Abstract

The distal intestine contains bacterial cell wall polymers capable of inducing acute and chronic polyarthritis if systemically distributed. Parenteral injection of peptidoglycan-polysaccharide (PG-PS) polymers from certain bacterial species produces spontaneously relapsing erosive synovitis in susceptible rat strains, and normally subarthropathic amounts of PG-PS and lipopolysaccharide (endotoxin) can reactivate arthritis initially induced by PG-PS. These experimental results illustrate the inflammatory potential of luminal bacterial products and the importance of genetically determined host susceptibility factors in the pathogenesis of arthritis. Normally, luminal complexing by secretory IgA and an intact epithelial barrier limits uptake of luminal antigen; however, intestinal inflammation enhances mucosal uptake and systemic distribution of potentially injurious macromolecules, including PG-PS and lipopolysaccharide. Occult intestinal inflammation, which may be related to non-steroidal anti-inflammatory drugs or may be disease-associated, occurs in approximately two thirds of patients with rheumatoid arthritis, idiopathic reactive arthritis and ankylosing spondylitis. Enhanced mucosal permeability to macromolecules occurs in rheumatoid arthritis, enteric infections and idiopathic inflammatory bowel disease.
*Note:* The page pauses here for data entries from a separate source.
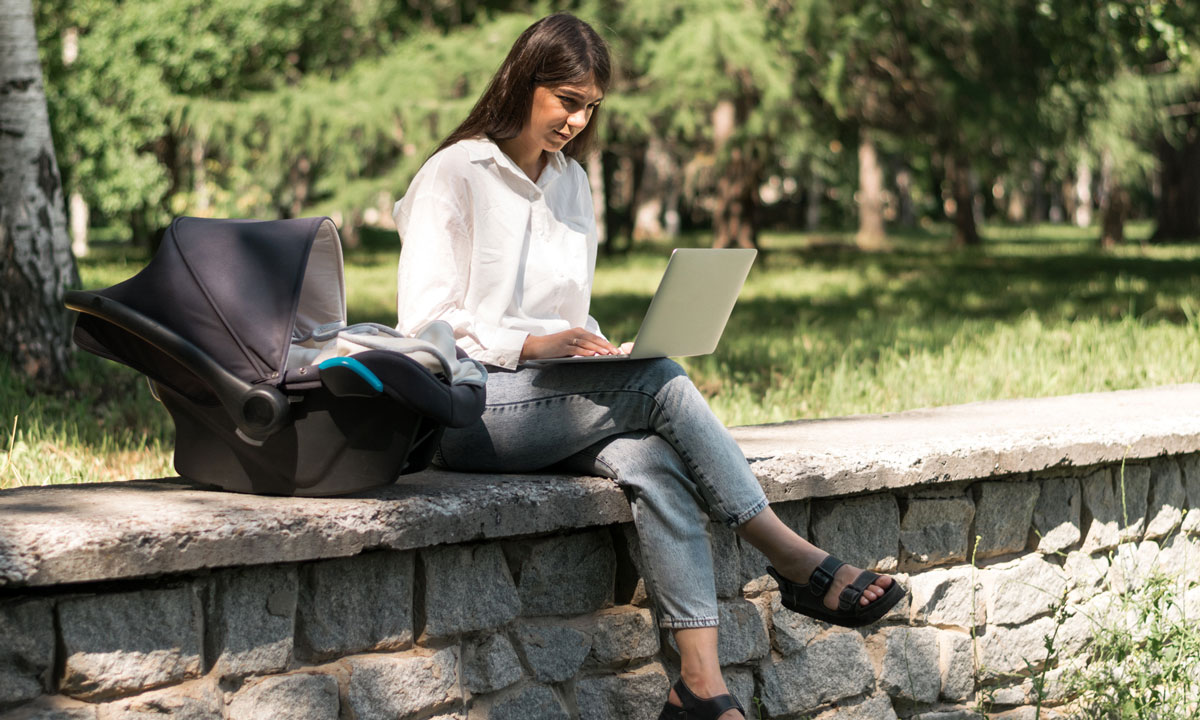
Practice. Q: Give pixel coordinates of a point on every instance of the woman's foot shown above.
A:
(706, 688)
(798, 569)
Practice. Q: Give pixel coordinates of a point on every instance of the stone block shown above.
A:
(726, 561)
(53, 707)
(1023, 589)
(1167, 498)
(874, 707)
(741, 683)
(754, 564)
(1079, 629)
(911, 666)
(532, 701)
(490, 665)
(354, 605)
(199, 700)
(1056, 520)
(863, 531)
(948, 598)
(251, 621)
(1003, 516)
(415, 683)
(934, 531)
(1180, 559)
(957, 665)
(555, 652)
(1087, 574)
(125, 642)
(831, 669)
(636, 695)
(467, 588)
(791, 631)
(567, 575)
(1189, 467)
(1132, 485)
(742, 636)
(27, 652)
(623, 635)
(1006, 651)
(1102, 507)
(1133, 564)
(1014, 695)
(300, 695)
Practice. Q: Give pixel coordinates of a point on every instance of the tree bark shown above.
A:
(1083, 193)
(958, 173)
(1179, 171)
(814, 196)
(907, 215)
(737, 187)
(871, 234)
(36, 265)
(654, 193)
(595, 181)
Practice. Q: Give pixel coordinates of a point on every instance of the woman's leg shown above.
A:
(676, 552)
(796, 557)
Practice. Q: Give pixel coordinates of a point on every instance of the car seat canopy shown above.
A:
(237, 289)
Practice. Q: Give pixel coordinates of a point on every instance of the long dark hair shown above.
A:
(558, 49)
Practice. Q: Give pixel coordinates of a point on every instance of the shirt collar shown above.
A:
(484, 149)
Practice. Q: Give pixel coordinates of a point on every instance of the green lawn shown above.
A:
(821, 330)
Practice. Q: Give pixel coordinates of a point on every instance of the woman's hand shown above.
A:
(575, 341)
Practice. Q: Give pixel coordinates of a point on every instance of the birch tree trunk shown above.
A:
(958, 172)
(36, 265)
(870, 195)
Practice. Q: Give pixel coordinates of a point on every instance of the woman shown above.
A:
(499, 240)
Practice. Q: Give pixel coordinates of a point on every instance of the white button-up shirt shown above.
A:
(495, 255)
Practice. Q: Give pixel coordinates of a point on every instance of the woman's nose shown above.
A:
(579, 118)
Intestinal inflammation is associated with increased mucosal IgG production and circulating immune complexes. Hyperactive IgA synthesis occurs in many types of inflammatory joint disease. Polyclonal IgA is increased in rheumatoid arthritis, Sjögren's syndrome, ankylosing spondylitis, Reiter's syndrome, and reactive arthritis following Yersinia infection. Anti-Klebsiella IgA cross-reacts with HLA-B27 antigen, and antibodies to enteric bacteria are able to lyse lymphocytes from HLA-B27 patients with ankylosing spondylitis. Anti-Yersinia IgA is produced at the mucosa in increased quantities in patients who develop arthritis following Yersinia enteritis, possibly as a consequence of defective cellular immunity. Serum concentrations of IgA correlate with activity of rheumatoid arthritis and ankylosing spondylitis, and serum IgA immune complexes are associated with rheumatoid vasculitis, suggesting that IgA contributes to the pathogenesis of arthritis. We speculate that intestinal injury may also induce or perpetuate arthritis by systemic distribution of inflammatory mediators produced by intestinal immune effector cells.